Reed Elsevier's acquisition of Chilton Publishing Co. for $447 million was the largest deal during the period, followed by Wolters Kluwer's purchase of Waverly for $375 million and Primedia's buy of Cowles Media for $200 million.
Several factors are driving the market, according to DeSilva's latest report. Investment buyers are targeting companies to build publishing platforms that allow for significant economies of scale.
LESS INTEREST IN SMALLER COS.
The field of buyers for less than $10 million properties has narrowed, it said, while competition for companies valued at more than $10 million has become much more aggressive.
Buyers also want to see only profitable titles, showing little patience for turnaround properties. Another driving factor is that larger companies are still pruning their portfolios, such as Primedia's sale of New Woman to Rodale Press. Rodale now is looking to sell American Woodworker.
Magazine companies continue to diversify by buying conferences and expos to reduce dependence on ad revenues, as well as continuing to look for opportunities for international expansion.
Roll-up practitioners, which buy up related properties to form larger companies, are fueling deals by moving decisively to establish an important position in a market sector, such as Wasserstein Perella acquiring American Lawyer and then following up with two more legal publishing acquisitions, set for later in the year.

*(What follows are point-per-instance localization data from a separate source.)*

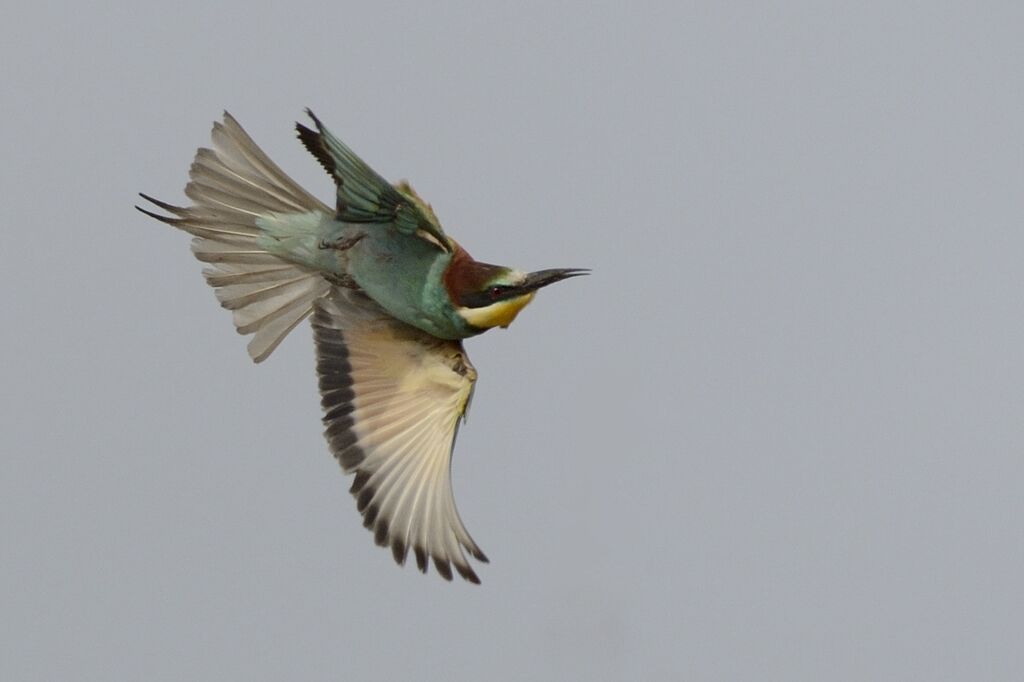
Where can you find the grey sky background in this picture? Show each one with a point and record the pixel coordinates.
(777, 435)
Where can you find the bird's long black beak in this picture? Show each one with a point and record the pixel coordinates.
(543, 278)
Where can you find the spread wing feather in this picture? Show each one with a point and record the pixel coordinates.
(393, 397)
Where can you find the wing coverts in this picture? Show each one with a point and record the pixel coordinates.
(393, 397)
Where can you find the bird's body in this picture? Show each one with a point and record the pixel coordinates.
(391, 297)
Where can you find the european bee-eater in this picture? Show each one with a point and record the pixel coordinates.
(391, 295)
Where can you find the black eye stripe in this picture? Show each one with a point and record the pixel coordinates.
(493, 294)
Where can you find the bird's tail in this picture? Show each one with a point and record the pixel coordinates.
(239, 198)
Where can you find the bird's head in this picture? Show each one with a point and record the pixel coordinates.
(486, 296)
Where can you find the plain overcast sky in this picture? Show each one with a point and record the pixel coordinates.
(776, 435)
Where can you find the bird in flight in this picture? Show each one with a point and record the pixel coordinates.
(391, 297)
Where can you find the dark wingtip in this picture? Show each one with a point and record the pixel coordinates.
(311, 140)
(443, 567)
(309, 113)
(162, 218)
(398, 551)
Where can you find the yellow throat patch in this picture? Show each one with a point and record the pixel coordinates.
(497, 314)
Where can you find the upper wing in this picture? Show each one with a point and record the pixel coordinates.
(393, 397)
(363, 195)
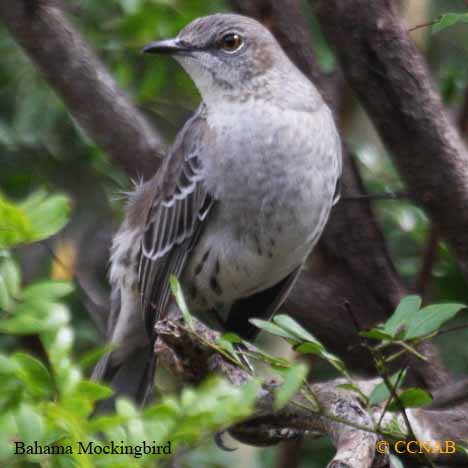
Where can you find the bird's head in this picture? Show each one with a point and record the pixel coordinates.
(225, 54)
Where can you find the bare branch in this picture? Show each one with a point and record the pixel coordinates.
(88, 90)
(191, 355)
(390, 77)
(351, 263)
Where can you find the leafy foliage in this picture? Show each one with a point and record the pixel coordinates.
(449, 19)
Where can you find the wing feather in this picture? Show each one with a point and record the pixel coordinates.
(174, 221)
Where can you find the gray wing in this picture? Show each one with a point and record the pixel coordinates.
(174, 221)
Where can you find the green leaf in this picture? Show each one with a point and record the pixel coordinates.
(395, 461)
(429, 319)
(381, 392)
(37, 317)
(232, 338)
(403, 314)
(34, 375)
(10, 278)
(412, 398)
(11, 275)
(449, 19)
(293, 380)
(376, 334)
(15, 227)
(47, 291)
(36, 218)
(318, 349)
(30, 425)
(180, 299)
(47, 214)
(93, 390)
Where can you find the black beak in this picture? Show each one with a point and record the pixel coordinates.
(167, 46)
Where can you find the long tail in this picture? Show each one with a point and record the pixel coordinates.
(133, 378)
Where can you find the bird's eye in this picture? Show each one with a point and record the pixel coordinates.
(231, 42)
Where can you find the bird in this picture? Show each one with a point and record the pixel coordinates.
(239, 202)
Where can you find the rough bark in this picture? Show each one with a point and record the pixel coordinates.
(391, 79)
(351, 264)
(190, 354)
(80, 79)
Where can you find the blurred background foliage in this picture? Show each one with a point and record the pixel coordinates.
(41, 147)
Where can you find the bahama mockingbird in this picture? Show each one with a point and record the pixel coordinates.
(238, 204)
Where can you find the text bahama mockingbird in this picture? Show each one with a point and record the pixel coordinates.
(239, 201)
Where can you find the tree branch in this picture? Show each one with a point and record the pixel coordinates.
(86, 87)
(390, 77)
(351, 264)
(190, 354)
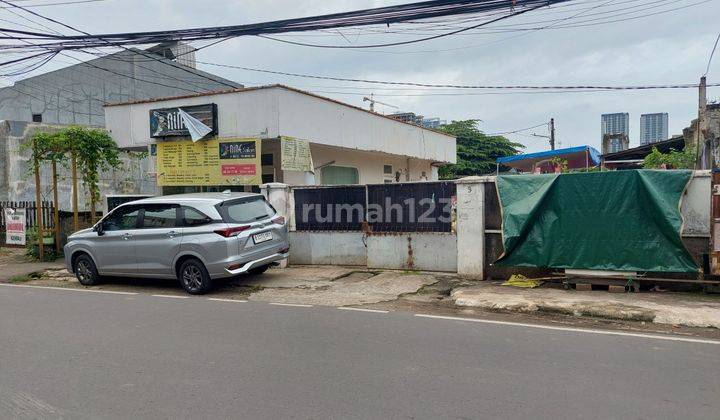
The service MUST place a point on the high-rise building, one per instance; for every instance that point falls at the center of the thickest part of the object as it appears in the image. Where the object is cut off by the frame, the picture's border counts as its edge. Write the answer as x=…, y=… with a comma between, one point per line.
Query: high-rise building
x=412, y=118
x=653, y=127
x=612, y=124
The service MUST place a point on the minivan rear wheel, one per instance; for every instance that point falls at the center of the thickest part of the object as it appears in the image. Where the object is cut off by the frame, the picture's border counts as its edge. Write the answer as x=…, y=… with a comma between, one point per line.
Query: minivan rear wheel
x=86, y=271
x=194, y=277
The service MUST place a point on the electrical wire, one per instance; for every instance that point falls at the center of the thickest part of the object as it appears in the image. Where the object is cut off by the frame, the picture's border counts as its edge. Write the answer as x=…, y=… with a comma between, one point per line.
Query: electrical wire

Smaller buyers are now looking to emulate those buyers.
New-media deals are being fueled by three main factors: Buyers have pricey stock to use for transactions; big names in traditional media, such as Hearst Corp., Time Warner, Times Mirror Co. and Primedia, appear ready to buy; and successful small Web publishers are feeling insecure and are more willing to consider a home with a mainstream publisher.